Schmidts Mund wurde von den Fingern, die die Zigarre hielten, verdeckt, weswegen ich beim besten Willen nicht ausmachen konnte, ob unter seinem Schnauzer ein Schmunzeln aufblitzte oder nicht. Er überlegte einen Augenblick:

›Was für ein Geheimnis soll das sein? Die Werkzeuge sind alt. Aber die Methode natürlich neu.‹

›Ja?!‹, rief Vater aufrichtig begeistert, ›das klingt ja äußerst geheimnisvoll. Erklären Sie doch, was das heißt! Was für eine neue Methode ist das?‹

Wie gesagt, wir hatten gehört, dass Schmidt angeblich so gut wie niemanden in seine Werkstatt ließ. Fremde schon gar nicht. Aber der Name von Professor Kelter war ihm natürlich nicht fremd. Und Vaters Interesse für seine Methode erschien Schmidt verdammt echt – und das war Herrgottnochmal auch der Grund, weshalb Schmidt auftaute. Nun, das kam nicht ganz unerwartet.
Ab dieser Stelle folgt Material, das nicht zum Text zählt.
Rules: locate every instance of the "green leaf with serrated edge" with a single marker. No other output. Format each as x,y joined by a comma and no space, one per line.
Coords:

Man kann es sich vorstellen: Das aufrichtige Interesse eines namhaften Experten und der geheim gehaltene Sachverstand eines Eremiten treffen bei einem Glas Schnaps aufeinander. Schmidt winkte Frau Bretschneider herbei:

›Schreiben Sie drei Korn auf meine Rechnung.‹

›Aber Herr Schmidt, ich habe Ihnen doch nur einen gebracht‹, korrigierte ihn die Wirtin.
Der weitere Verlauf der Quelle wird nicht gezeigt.